Jerry works from two Easter texts, Luke 24:1-12 and John 20:1-18. And he
offers this prescription for our inevitable spiritual weariness: "one spin
per day for a week and a day, preferably taken at morn-ing or evening
devotions in the company of at least one baptized other who struggles with
you to keep the faith that Christ crucified is risen indeed." May his
prescription be for the healing of your soul!
tbcm
 |
-
C is for
Creation
as in brand spanking new and all over again, the bursting
into something of nothing the world has seen before, not even in that time
before time when Eve and Adam walked tall and naked in their garden. That
something this wondrous, so (strictly speaking) fantastic is suddenly afoot
in the world gets signaled by the words that both Luke and John use to open
their Easter reports. "On the first day of the week..." they write.

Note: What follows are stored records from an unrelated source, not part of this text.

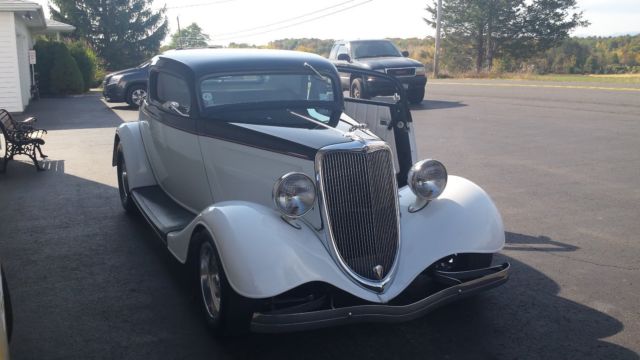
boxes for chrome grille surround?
[315,140,400,292]
[385,67,416,77]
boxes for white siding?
[0,12,24,112]
[15,15,33,108]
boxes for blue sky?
[37,0,640,45]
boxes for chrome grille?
[387,68,416,77]
[321,147,399,281]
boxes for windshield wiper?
[304,61,328,80]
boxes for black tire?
[116,144,137,214]
[407,88,424,105]
[190,231,255,335]
[125,84,147,107]
[349,78,370,99]
[0,269,13,342]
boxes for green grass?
[450,73,640,84]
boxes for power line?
[212,0,373,41]
[167,0,236,10]
[216,0,358,37]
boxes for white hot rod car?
[113,49,509,333]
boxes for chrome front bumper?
[251,263,510,333]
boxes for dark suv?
[102,60,151,107]
[329,40,427,104]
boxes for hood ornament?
[373,265,384,280]
[343,123,369,143]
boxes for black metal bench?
[0,109,47,173]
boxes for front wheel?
[117,144,136,214]
[192,232,253,335]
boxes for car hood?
[354,56,422,70]
[199,114,378,160]
[105,67,144,78]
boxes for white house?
[0,0,75,112]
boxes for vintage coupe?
[113,49,509,333]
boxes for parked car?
[329,40,427,104]
[102,60,152,107]
[113,49,509,333]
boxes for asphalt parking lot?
[0,80,640,359]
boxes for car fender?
[167,201,380,302]
[162,176,504,303]
[112,121,157,189]
[382,176,505,300]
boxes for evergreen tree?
[50,0,168,69]
[168,23,211,49]
[424,0,587,72]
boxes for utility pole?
[433,0,442,79]
[176,16,182,49]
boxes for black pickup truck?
[329,40,427,104]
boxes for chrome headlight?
[407,159,447,200]
[107,75,122,85]
[273,173,316,218]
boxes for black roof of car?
[158,49,336,77]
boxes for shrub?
[49,47,84,95]
[69,41,98,91]
[33,39,60,94]
[34,39,85,95]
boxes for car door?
[336,66,418,186]
[141,70,212,213]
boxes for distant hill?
[251,34,640,74]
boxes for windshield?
[351,41,402,59]
[200,73,334,110]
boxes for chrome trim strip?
[251,263,511,333]
[315,140,401,293]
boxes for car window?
[329,44,340,59]
[200,74,334,109]
[351,41,402,59]
[155,72,191,112]
[336,45,349,57]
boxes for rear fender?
[112,121,157,189]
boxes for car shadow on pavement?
[16,93,122,130]
[0,160,638,360]
[411,99,467,110]
[504,231,580,252]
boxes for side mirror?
[338,54,351,62]
[162,101,189,117]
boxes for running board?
[131,185,196,243]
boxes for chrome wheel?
[200,241,222,320]
[131,89,147,106]
[118,154,129,206]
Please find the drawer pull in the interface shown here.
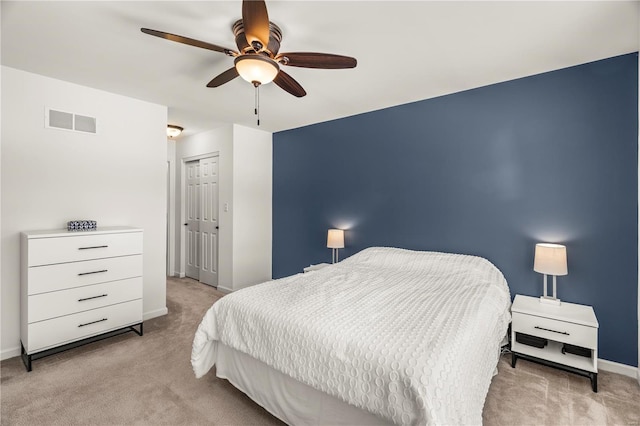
[534,325,570,336]
[78,269,107,276]
[78,294,108,302]
[78,318,107,327]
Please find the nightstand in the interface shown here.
[511,294,598,392]
[302,263,330,273]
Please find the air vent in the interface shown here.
[45,108,97,134]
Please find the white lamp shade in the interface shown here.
[234,55,280,84]
[327,229,344,248]
[533,243,568,275]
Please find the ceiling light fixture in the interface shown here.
[167,124,184,139]
[234,55,280,86]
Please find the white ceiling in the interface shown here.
[1,0,640,135]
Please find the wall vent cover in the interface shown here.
[44,108,97,134]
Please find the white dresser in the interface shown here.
[20,227,143,371]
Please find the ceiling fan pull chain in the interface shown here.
[254,83,260,126]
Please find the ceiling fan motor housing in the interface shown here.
[231,19,282,58]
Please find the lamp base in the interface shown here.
[540,296,560,306]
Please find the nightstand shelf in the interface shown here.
[511,295,598,392]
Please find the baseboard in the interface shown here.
[216,284,233,293]
[0,346,20,361]
[598,358,640,382]
[142,306,169,321]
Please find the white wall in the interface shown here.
[175,125,272,291]
[0,67,167,358]
[233,125,273,290]
[167,139,179,277]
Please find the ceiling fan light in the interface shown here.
[234,55,280,84]
[167,124,184,138]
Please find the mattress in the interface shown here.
[191,247,510,424]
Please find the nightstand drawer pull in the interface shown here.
[78,269,108,276]
[533,325,570,336]
[78,294,108,302]
[78,318,107,327]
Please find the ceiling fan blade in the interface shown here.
[207,67,239,87]
[276,52,358,69]
[273,70,307,98]
[140,28,238,56]
[242,0,269,51]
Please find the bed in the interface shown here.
[191,247,511,425]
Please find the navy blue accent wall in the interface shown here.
[273,53,638,366]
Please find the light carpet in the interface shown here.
[0,278,640,425]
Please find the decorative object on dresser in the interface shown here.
[67,220,98,231]
[511,294,598,392]
[20,227,143,371]
[327,229,344,263]
[533,243,568,305]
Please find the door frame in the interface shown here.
[178,151,220,278]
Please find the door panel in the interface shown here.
[200,157,219,286]
[185,157,219,286]
[185,161,200,280]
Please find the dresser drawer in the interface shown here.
[512,312,598,349]
[27,232,142,267]
[25,299,142,354]
[27,254,142,295]
[28,277,142,324]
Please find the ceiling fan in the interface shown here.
[140,0,357,102]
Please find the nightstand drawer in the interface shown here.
[512,312,598,349]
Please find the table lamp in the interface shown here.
[533,243,568,305]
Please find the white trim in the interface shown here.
[598,359,640,378]
[0,346,20,361]
[216,284,233,294]
[142,306,169,321]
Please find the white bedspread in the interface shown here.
[191,247,510,424]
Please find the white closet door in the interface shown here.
[185,161,201,280]
[200,157,219,286]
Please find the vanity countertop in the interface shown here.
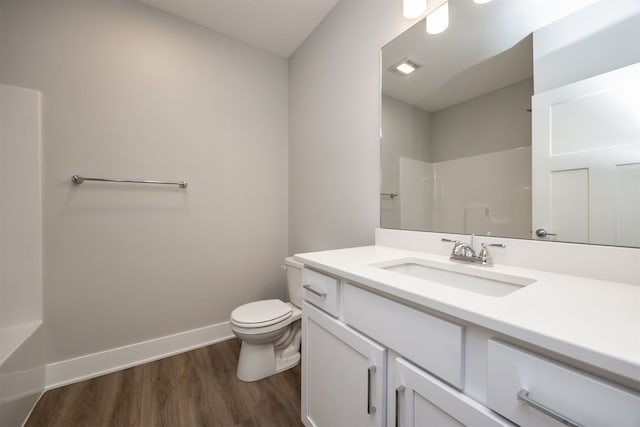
[295,246,640,383]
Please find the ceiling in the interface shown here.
[382,0,604,111]
[139,0,339,58]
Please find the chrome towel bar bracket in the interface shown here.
[71,175,187,188]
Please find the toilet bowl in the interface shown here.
[230,257,303,381]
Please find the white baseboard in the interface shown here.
[45,322,234,390]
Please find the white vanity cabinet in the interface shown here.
[302,302,386,427]
[302,269,512,427]
[302,267,640,427]
[390,357,512,427]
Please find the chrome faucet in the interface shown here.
[440,234,506,267]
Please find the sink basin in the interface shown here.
[371,258,535,297]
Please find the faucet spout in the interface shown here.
[441,234,505,267]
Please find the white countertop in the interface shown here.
[295,246,640,384]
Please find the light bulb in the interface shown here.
[427,1,449,34]
[402,0,427,19]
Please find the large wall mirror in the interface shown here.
[380,0,640,247]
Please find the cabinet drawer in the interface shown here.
[342,284,464,389]
[487,340,640,427]
[302,268,339,317]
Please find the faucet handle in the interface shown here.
[482,243,507,248]
[478,243,507,267]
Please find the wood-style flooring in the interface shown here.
[25,339,302,427]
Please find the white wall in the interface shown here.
[533,0,640,93]
[0,0,288,363]
[289,0,414,253]
[0,84,42,330]
[380,95,431,229]
[0,84,45,427]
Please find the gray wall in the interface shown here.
[431,79,533,162]
[289,0,415,253]
[0,1,288,362]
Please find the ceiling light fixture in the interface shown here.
[402,0,427,19]
[427,1,449,34]
[389,58,420,76]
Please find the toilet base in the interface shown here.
[236,320,302,382]
[236,341,300,382]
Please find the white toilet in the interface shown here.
[231,257,303,381]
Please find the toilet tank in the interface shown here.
[284,257,304,308]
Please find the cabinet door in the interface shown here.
[390,358,512,427]
[302,302,386,427]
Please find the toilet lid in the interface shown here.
[231,299,293,328]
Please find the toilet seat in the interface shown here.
[231,299,293,328]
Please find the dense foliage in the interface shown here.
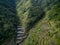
[23,2,60,45]
[0,1,19,45]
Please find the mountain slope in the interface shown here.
[23,2,60,45]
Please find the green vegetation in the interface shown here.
[22,2,60,45]
[0,6,18,45]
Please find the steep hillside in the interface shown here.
[0,0,19,45]
[16,0,58,32]
[22,2,60,45]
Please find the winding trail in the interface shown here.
[16,26,28,45]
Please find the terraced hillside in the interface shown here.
[0,0,60,45]
[22,2,60,45]
[17,0,60,45]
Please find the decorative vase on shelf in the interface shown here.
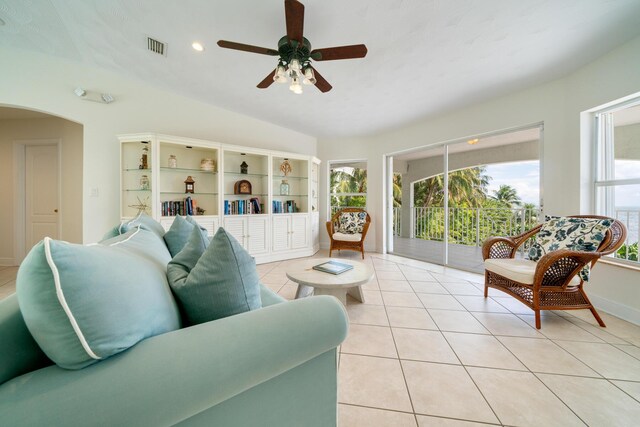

Who,
attuned to Scripture, will not think quickly of Genesis 1, especially when
John takes pains to add "...while it was still dark."
-
R is for
the Rags
dead-last least of all the many witnesses to the
resurrection of Jesus and therefore--of course--the first in line for the
privilege of making their testimony. John tells us about them, that little
heap of linen wrappings that Peter and the beloved disciple found in the
tomb (Jn. 20:6-9). They lay there mute, inert; and in their use-lessness
they preached the Easter Gospel so well that the beloved disciple heard it,
and believed (8).
-
O is for
the "Oh, no!"
that old Chuza must have bellowed when wife Joanna
came home on Easter Sunday morning. Joanna, says Luke, was a member of the
burying team (Lk. 24:10), a devout follower who had taken up with Jesus
early on, surely to the teeth-gnashing chagrin of her high-placed husband,
Herod's steward (Lk. 8:3). It cannot be that Chuza was a mild and pleasant
mate. One doesn't work for a boss like his without aping the man's spirit.
-
SS is for
the Shadow of one's-Self
a concept that Easter throws into hard
reverse to the wonderment of anyone who dares to grasp it afresh. She,
looking in the mirror, finds gray hair and crows' feet dimming beauty that
was, and she grieves. A sportswriter in my town notes how the local major
league shortstop, a master of the art, has made an early bunch of errors
this season. He hopes sadly that the man will quit before the shadows
stretch into a risible parody of the magician he used to be.
-
I is for
Imperat,
final word of an old Easter chant. "Christus vincit,
Christus regnat, Christus imperat"--Christ conquers, rules,
commands. Im-perat is what an imperator did, or, in the plural, the
imperatores, the Eisenhowers and MacArthurs of the old Roman legions;
though at day's end the ultimate imperator was Caesar himself as, in our
own moment, is George W. Bush.
-
N is for
New
tricks done by old dogs, one of the persistent signals in
present time that new creation is indeed afoot with the shadows reversing
and Christ the Commander calling the shots. Bear in mind that the old
proverb is on the money. You and I can't teach the old dog anything, not
least because the old dog has long since sniffed out the folly of
puppydom's eagerness to please the master. Old dogs have Ecclesiastes down
pat. In this fading world all is vanity, and a chasing after wind.
-
G is for
Go
as in Let Go, I Go, You Go. That (more or less) is what Jesus
told Mary on Easter morning when--Yes!--there was light and she saw who he
was (Jn. 20:17).
-
S is for
the Spirit
that God-in-Christ sent into the world one long ago Pentecost with the express
purpose of bringing his Easter project to present flower and final being.